Le maire de Shawinigan, Michel Angers.

Projet du Château Bellevue: Michel Angers ira jusqu'au bout

Les résidents de cinq zones touchées par le projet de construction du Groupe Château Bellevue, sur l'avenue des Cèdres à Shawinigan, pourront se manifester lors de la tenue de registre prévue lundi, à l'hôtel de ville. Il faudrait 47 signatures pour forcer le conseil municipal à abandonner le changement de zonage proposé ou à organiser un référendum et le maire, Michel Angers, annonce déjà ses couleurs: pas question de lever le nez sur un investissement privé de 50 millions de dollars.
La construction de cet immeuble de 300 appartements sur dix étages rencontre une contestation, puisque les résidents de trois zones contiguës ont accumulé suffisamment de signatures, le mois dernier, pour provoquer une procédure d'enregistrement. Les deux autres zones sont celles où le projet doit être réalisé. Elles étaient automatiquement qualifiées pour ce processus.
Ce bassin comprend 358 personnes habiles à voter. Si au moins 47 d'entre elles se manifestent lundi à l'hôtel de ville, entre 9 h et 19 h, Shawinigan pourrait bien vivre un deuxième référendum depuis la fusion municipale, après celui de la clinique d'acupuncture de Sylvie Doucet en 2013. Mais M. Angers croit toujours que les résidents se rallieront au projet en s'abstenant de signer le registre.

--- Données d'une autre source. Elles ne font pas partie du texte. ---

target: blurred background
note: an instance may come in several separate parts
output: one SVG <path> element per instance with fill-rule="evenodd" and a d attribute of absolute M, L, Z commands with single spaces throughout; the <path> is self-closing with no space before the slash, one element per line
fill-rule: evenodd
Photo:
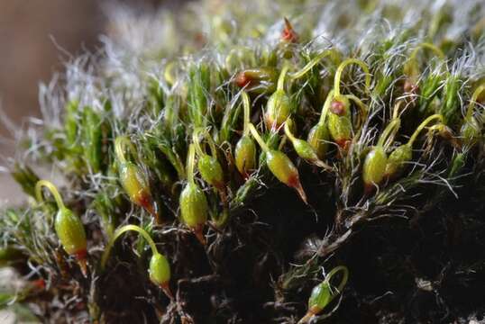
<path fill-rule="evenodd" d="M 183 1 L 124 0 L 117 3 L 154 10 L 159 4 L 178 5 Z M 0 109 L 20 124 L 40 116 L 40 82 L 62 72 L 62 51 L 76 55 L 99 46 L 106 28 L 103 0 L 2 0 L 0 1 Z M 5 116 L 0 115 L 1 122 Z M 12 134 L 0 122 L 0 166 L 12 155 Z M 1 171 L 1 170 L 0 170 Z M 10 176 L 0 173 L 0 202 L 19 198 L 20 190 Z"/>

«Nous avons fait tout ce qui était humainement possible de faire pour que le projet soit adapté aux préoccupations des citoyens», rappelle-t-il. «Lors de la dernière assemblée avec eux, j'ai senti qu'il y avait une acceptabilité sociale.»

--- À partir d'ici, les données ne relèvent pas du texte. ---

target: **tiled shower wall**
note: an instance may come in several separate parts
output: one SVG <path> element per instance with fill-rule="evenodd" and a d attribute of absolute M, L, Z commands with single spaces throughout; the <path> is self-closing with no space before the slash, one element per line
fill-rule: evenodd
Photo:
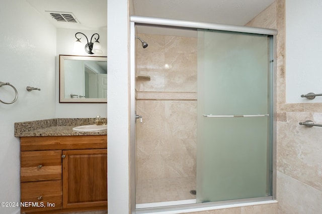
<path fill-rule="evenodd" d="M 296 4 L 292 2 L 288 1 Z M 318 127 L 307 128 L 300 126 L 299 122 L 311 120 L 316 123 L 322 123 L 322 104 L 285 103 L 285 89 L 287 84 L 285 74 L 291 75 L 292 71 L 285 66 L 285 45 L 287 42 L 285 13 L 285 0 L 276 0 L 248 25 L 278 30 L 276 80 L 278 210 L 274 213 L 321 213 L 322 134 Z"/>
<path fill-rule="evenodd" d="M 137 36 L 137 179 L 195 176 L 197 38 Z"/>

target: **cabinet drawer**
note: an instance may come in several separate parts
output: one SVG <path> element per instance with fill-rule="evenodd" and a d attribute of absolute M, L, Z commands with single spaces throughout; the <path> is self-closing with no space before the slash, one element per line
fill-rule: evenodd
<path fill-rule="evenodd" d="M 61 180 L 21 183 L 22 212 L 62 208 Z"/>
<path fill-rule="evenodd" d="M 22 151 L 21 182 L 61 179 L 61 151 Z"/>

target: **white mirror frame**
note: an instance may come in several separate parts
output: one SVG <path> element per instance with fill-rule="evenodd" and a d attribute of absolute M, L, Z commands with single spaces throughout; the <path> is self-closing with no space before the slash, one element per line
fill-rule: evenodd
<path fill-rule="evenodd" d="M 59 55 L 59 103 L 107 103 L 106 98 L 66 98 L 65 97 L 65 73 L 64 62 L 65 60 L 107 61 L 107 57 L 95 57 L 73 55 Z"/>

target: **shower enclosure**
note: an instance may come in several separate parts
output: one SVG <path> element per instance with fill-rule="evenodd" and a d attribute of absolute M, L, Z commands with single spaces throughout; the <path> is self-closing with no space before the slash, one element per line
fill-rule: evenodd
<path fill-rule="evenodd" d="M 144 33 L 139 36 L 148 47 L 132 47 L 137 213 L 274 198 L 276 31 L 139 17 L 131 21 L 131 44 L 136 24 L 194 32 Z"/>

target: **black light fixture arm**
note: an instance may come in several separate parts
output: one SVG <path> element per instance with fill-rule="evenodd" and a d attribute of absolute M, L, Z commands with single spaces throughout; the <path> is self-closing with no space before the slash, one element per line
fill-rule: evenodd
<path fill-rule="evenodd" d="M 76 39 L 77 39 L 77 41 L 79 41 L 79 42 L 80 42 L 80 41 L 79 40 L 82 39 L 82 37 L 79 37 L 79 38 L 78 37 L 77 37 L 77 35 L 78 34 L 80 34 L 84 35 L 85 37 L 85 38 L 86 38 L 86 40 L 87 41 L 87 43 L 86 44 L 86 45 L 85 45 L 85 51 L 86 51 L 86 52 L 87 53 L 88 53 L 88 54 L 94 54 L 94 53 L 92 52 L 92 51 L 93 50 L 93 45 L 94 45 L 94 43 L 93 42 L 92 42 L 92 40 L 93 39 L 93 38 L 94 37 L 94 36 L 97 35 L 97 36 L 98 36 L 97 39 L 94 38 L 94 40 L 95 40 L 94 42 L 96 42 L 96 41 L 98 41 L 98 42 L 99 39 L 100 39 L 100 35 L 99 35 L 99 34 L 97 34 L 97 33 L 95 33 L 95 34 L 93 34 L 92 36 L 92 37 L 91 38 L 91 41 L 89 42 L 89 39 L 88 39 L 88 38 L 86 36 L 86 35 L 85 35 L 83 33 L 77 32 L 76 34 L 75 34 L 75 37 L 76 37 Z"/>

«J'ai insisté beaucoup sur l'aspect communautaire et collectif de la démarche», ajoute-t-il. «Au-delà de l'immeuble qui s'installe, ça respecte les orientations de concentration urbaine et ça permet à nos aînés d'avoir un endroit au centre-ville pour vaquer à leurs occupations. Notre population a le droit de profiter d'un bâtiment comme celui-là.»
Le maire assure qu'il n'existe pas de plan B pour le promoteur à Shawinigan. Si le site reluqué est bloqué par la population, il risque de tourner les talons. Voilà pourquoi M. Angers compte bien aller jusqu'au bout du processus si la résistance se prolonge.

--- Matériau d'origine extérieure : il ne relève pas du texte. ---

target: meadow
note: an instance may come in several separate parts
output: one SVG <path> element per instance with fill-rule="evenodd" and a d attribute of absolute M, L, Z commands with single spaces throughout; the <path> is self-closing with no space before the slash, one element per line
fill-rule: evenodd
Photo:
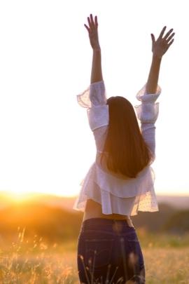
<path fill-rule="evenodd" d="M 189 235 L 149 234 L 139 230 L 146 284 L 189 283 Z M 0 283 L 76 284 L 77 239 L 49 242 L 34 235 L 0 239 Z"/>

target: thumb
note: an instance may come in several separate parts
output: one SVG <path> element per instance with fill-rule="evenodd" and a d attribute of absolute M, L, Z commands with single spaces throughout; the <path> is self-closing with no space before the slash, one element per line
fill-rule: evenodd
<path fill-rule="evenodd" d="M 153 34 L 150 34 L 151 36 L 151 39 L 152 39 L 152 43 L 153 44 L 155 43 L 155 36 Z"/>

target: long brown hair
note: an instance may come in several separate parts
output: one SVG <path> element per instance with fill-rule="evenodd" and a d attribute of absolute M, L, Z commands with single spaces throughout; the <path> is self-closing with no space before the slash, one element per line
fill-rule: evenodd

«On ne laissera jamais tomber», jure-t-il. «Un projet de 50 millions $, avec 75 emplois, un dynamisme économique et une volonté de garder nos aînés chez nous... Ça n'arrive pas une fois par semaine, un projet comme celui-là. Les gens l'ont bien compris. Leur message, c'est qu'ils ne sont pas contre le projet, mais ils ne veulent pas l'avoir dans leur cour. On ne peut pas le mettre dans un vert pâturage! Les gens doivent réfléchir. Est-ce que c'est bon pour notre communauté?»
«Je compte beaucoup sur le fait que les gens ne se rendront pas à la signature du registre», ajoute-t-il. «Je fonde beaucoup d'espoir dans le fait que nos explications, les modifications, la validations des demandes qui ont été faites auront été entendues. Je ne peux pas croire qu'on pourrait passer à côté d'un projet comme celui-là.»
Les réserves portent notamment sur la vue de certains citoyens vers la rivière Saint-Maurice qui serait dorénavant obstruée par ce mastodonte. Le maire s'est rendu lui-même dans le quartier pour en avoir le coeur net et ce qu'il a constaté renforce son impression selon laquelle l'impact visuel demeurerait très limité.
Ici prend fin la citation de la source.